In the end, Mark Davis did what was best for the Raiders. He didn’t grab his ankles for the City of Oakland. He did what Mark Davis does, and he negotiated a deal. He didn’t move the team across the country like Stan Kroenke did with the Rams, or even as far as Bob Irsay or Art Modell had taken their teams in decades past. He moved them to Las Vegas, which is almost exactly the same distance by plane from Oakland as Los Angeles is.

People underestimate Mark Davis constantly. His haircut and eccentric lifestyle almost demand it. But Davis has the haircut specifically so that people will take him lightly. It’s a trick. What we have here is a shrewd owner who knows how to make a deal, holds people to account for losing, and does what is in the team’s best interest- even, at times, over the interest of the fans themselves. Raider Nation is worldwide, and Davis has far more than just Oakland fans to think about.

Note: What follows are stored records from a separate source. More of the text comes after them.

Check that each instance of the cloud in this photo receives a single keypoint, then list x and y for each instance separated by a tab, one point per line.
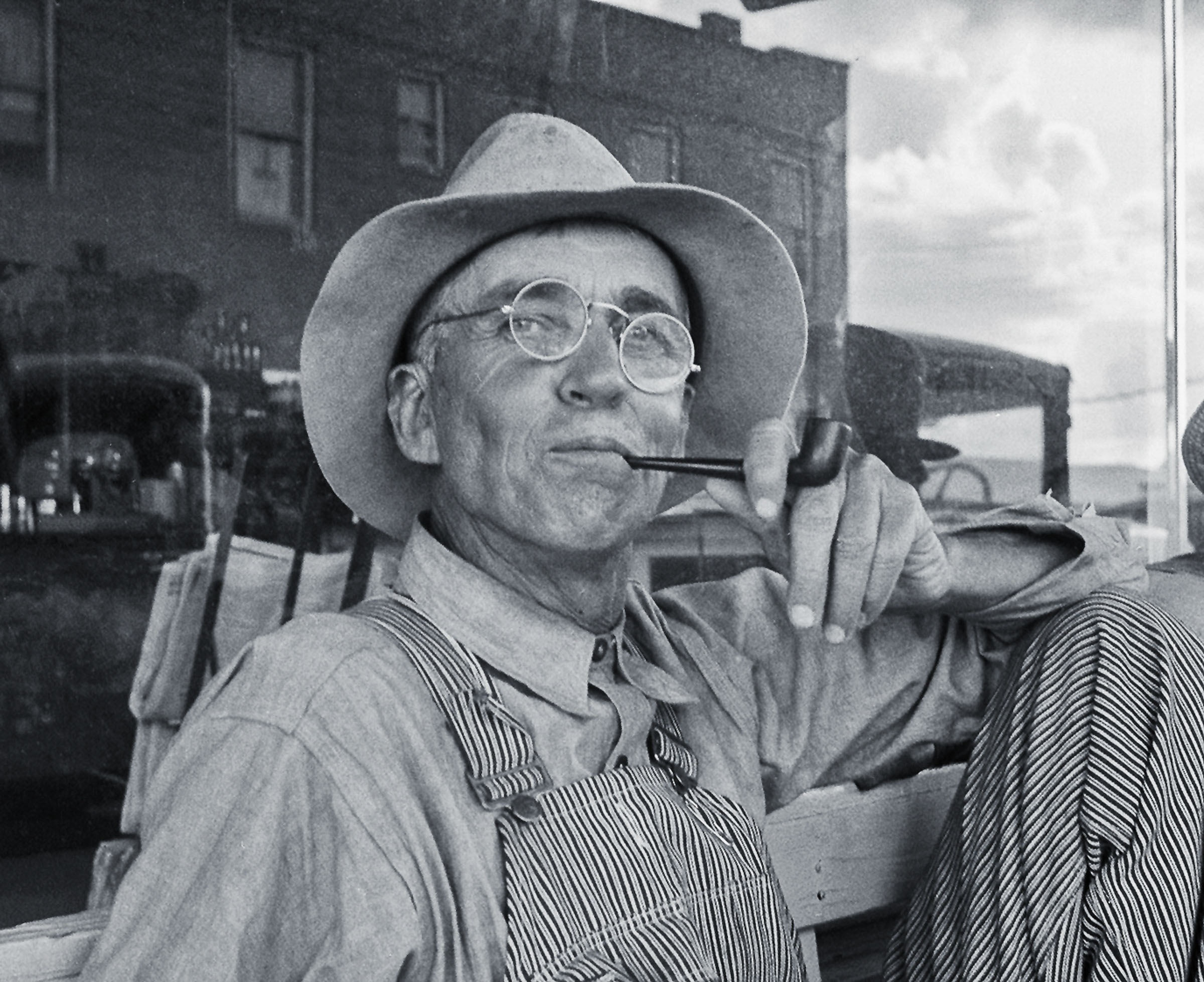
1004	163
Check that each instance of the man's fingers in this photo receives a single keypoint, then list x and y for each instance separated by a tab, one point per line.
854	551
768	454
813	523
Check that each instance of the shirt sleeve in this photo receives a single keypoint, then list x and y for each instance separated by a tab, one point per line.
245	872
895	697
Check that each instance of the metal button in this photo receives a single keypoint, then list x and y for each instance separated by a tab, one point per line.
527	808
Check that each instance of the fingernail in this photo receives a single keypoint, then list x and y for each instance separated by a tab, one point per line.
766	508
802	616
835	634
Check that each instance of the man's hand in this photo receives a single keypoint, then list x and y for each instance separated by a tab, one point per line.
849	548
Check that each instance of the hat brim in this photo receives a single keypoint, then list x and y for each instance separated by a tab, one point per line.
744	283
1193	448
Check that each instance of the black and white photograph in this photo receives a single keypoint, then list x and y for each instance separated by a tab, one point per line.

It’s no secret that Al Davis didn’t get along with the NFL and the league office or the other owners. Lamar Hunt and the other AFL owners went behind Al’s back to negotiate the AFL-NFL merger, and Al was removed from the Competition Committee in 1979 by Pete Rozelle, who would later nix a draft-day trade that would have brought John Elway to the Raiders. And just what did Al Davis’ renegade ways get the Raiders? Besides cultivating their counter-culture image, I would argue all of Al’s bravado and maverick streak earned the Raiders exactly bubkes. In fact, his iconoclastic character turned the entire NFL against Oakland. This made them very popular, and continues to do so, with malcontent fans, but ultimately does little for the on-field product.

Conversely, Mark Davis knows how to play the game. When the Carson stadium deal came around, Mark stepped aside and let the Rams and Chargers share a stadium in Inglewood. There were better deals to be had for the Raiders than being a tenant to Stan Kroenke as the Chargers will be, and the Chargers are now stuck in a city that couldn’t care less about them and barely acknowledges their existence. Mark also sends the Raiders abroad on a regular basis- not just because the Raiders have a worldwide fanbase, but because their stadium situation requires a certain amount of goodwill. This year alone, the Raiders will play in three different countries. Al would never have allowed such a thing, but he never got a shiny new stadium either.

We’d all like to think the Al Davis way of basically being a grown-up Eric Cartman and saying “Whatever, whatever, I’ll do what I want” and “screw you guys, I’m going home” would be effective in today’s mega-corporate NFL but in all practicality, it’s not. Let’s remember Al for being a revolutionary coaching genius, a self-made man, and a pioneer in terms of minority hiring, rather than getting no new stadiums built for his team during his entire life and winning his third and final championship in 1983.

Al was a great and wise man, and he always said, “The greatness of the Raiders is in its future.” As I watch the Las Vegas stadium go up, day by day, I see that greatness coming into focus. But just as Moses was set aside and Joshua took the Hebrews into the Promised Land, it will be Mark who takes them into that great future.